Last November, it was criticised by Ofsted for leadership and safeguarding failings after nearly two thirds of its schools that were visited as part of a focused inspection were rated ‘inadequate’ or ‘requires improvement’.

Inspectors found that senior trust staff did not have a “sufficient understanding” of school performance, some schools have seen a “significant decline” since joining the trust, and until recently there was no strategy to monitor safeguarding procedures.

The trust was issued with a warning notice by Rebecca Clark, the regional schools commissioner for the south-west of England, in December.

Under the terms of the financial notice to improve, Plymouth CAST must now run most of its spending decisions past the ESFA, and will only get these spending powers back once it has met the agency’s requirements.

Leaders must submit their action plan to the ESFA by October 20, and prepare a financial recovery plan by November 17. If it does not meet those deadlines, the trust faces potential termination of its funding for failing to comply with the academies financial handbook.

Kate Griffin, the trust’s interim chief executive, said there had been “no suggestion” of financial impropriety at the trust, and insisted it had referred itself to the ESFA in June after its new directors and leaders “identified medium term concerns relating to the trust’s financial operating model”.

“The board has already taken swift and decisive action to address these concerns, including a complete financial management review of the trust by an independent auditor and the rapid introduction of a new electronic financial management system,” she said.

“We will continue to work closely with the ESFA over the coming months to provide further assurance and improvement so that all pupils in our schools receive the best possible Catholic education in a safe, caring and supportive environment.”

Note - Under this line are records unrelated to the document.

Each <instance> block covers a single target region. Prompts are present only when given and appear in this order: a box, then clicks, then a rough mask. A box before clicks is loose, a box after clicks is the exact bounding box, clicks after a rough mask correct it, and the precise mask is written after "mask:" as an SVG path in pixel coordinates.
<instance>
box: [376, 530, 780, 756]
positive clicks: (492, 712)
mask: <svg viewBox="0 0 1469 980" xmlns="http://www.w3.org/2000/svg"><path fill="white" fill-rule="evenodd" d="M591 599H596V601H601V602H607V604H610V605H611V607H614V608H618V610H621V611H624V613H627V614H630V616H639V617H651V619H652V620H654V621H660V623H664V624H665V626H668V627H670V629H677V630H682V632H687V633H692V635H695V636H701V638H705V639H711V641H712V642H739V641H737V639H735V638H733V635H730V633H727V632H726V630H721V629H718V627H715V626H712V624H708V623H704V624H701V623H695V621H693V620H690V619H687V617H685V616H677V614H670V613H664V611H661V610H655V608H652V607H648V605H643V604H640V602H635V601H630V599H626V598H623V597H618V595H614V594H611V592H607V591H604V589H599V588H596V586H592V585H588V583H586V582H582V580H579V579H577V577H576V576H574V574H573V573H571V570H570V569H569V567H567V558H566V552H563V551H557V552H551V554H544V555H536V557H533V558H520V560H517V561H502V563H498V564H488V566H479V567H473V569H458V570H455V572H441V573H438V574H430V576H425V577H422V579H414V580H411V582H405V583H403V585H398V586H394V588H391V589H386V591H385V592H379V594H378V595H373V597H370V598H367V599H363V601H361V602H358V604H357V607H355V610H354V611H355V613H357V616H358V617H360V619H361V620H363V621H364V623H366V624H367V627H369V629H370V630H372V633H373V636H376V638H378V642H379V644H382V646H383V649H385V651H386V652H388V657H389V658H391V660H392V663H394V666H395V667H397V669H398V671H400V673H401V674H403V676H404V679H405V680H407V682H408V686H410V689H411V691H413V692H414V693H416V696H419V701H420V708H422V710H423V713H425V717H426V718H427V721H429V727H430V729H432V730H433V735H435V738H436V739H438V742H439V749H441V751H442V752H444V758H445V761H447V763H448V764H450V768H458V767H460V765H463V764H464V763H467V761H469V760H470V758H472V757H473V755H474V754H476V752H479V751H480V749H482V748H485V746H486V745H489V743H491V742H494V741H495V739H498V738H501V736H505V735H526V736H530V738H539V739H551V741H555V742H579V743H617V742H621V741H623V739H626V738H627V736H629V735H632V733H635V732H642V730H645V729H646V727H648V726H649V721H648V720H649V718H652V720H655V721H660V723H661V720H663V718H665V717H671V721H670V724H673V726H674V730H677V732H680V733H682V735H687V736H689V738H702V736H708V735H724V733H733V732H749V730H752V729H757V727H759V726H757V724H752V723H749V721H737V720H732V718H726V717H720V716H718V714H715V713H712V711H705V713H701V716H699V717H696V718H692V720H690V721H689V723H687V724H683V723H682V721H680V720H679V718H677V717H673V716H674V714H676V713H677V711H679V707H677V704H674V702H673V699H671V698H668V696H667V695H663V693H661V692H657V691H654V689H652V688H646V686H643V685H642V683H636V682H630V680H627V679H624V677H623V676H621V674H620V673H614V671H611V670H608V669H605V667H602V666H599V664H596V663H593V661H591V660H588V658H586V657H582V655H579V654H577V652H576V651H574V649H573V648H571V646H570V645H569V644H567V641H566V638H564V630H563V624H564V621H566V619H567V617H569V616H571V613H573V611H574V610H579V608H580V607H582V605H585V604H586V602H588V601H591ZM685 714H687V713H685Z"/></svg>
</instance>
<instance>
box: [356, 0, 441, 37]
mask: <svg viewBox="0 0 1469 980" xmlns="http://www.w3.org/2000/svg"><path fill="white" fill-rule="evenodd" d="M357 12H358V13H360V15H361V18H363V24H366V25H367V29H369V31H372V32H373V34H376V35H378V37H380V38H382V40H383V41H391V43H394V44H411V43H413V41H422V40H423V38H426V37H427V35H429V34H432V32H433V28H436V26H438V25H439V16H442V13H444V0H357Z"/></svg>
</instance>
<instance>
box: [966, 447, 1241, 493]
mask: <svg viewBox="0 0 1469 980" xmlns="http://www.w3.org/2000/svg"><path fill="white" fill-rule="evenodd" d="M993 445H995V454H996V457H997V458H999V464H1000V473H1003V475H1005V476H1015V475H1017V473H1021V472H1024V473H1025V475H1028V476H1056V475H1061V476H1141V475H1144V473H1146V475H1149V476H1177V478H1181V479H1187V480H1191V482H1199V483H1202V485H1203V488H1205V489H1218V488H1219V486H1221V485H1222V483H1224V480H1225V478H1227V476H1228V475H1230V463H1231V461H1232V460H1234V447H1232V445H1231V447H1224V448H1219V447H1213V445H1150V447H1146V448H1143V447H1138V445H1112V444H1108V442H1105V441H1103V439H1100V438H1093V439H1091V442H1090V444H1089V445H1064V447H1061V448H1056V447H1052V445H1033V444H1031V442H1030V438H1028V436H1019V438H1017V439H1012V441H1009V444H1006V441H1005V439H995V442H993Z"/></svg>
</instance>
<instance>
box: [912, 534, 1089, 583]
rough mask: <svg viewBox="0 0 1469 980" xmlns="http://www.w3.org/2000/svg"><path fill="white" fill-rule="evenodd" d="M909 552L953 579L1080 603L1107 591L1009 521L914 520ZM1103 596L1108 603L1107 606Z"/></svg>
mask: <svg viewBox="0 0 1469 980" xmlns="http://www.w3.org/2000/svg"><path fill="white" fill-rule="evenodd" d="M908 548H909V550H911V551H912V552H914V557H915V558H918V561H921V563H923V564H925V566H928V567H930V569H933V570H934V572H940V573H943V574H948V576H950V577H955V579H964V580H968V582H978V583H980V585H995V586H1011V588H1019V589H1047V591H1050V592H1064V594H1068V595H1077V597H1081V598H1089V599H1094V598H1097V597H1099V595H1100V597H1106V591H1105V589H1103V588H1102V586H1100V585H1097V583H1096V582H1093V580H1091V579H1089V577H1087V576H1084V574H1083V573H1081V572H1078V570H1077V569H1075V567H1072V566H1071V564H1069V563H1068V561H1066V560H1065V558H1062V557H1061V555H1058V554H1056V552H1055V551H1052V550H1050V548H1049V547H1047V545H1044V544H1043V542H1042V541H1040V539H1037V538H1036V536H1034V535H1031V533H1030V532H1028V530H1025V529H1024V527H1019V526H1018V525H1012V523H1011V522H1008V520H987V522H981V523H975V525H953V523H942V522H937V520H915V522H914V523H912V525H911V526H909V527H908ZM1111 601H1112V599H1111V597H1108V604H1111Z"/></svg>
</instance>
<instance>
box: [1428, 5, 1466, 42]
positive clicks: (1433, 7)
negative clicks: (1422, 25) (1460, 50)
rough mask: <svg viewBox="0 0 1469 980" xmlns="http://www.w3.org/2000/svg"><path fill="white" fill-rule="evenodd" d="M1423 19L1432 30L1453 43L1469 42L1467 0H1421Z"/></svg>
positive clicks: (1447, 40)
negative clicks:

The trust has also been told to implement new financial management and monitoring structures, and undertake further actions to “strengthen challenge in managing the budget and finances”.

As part of these requirements, the trust has been told it must ensure all trustees are aware of their responsibilities as directors.

It must also make sure that effective processes are in place for the trust to monitor financial performance and financial risks to its operation.

These requirements must be “exemplified” in a written report, due to be submitted by the trust by November 10.

The ESFA has also demanded that the trust provide it with monthly revenue income and expenditure reports, balance sheets and cash flow forecasts.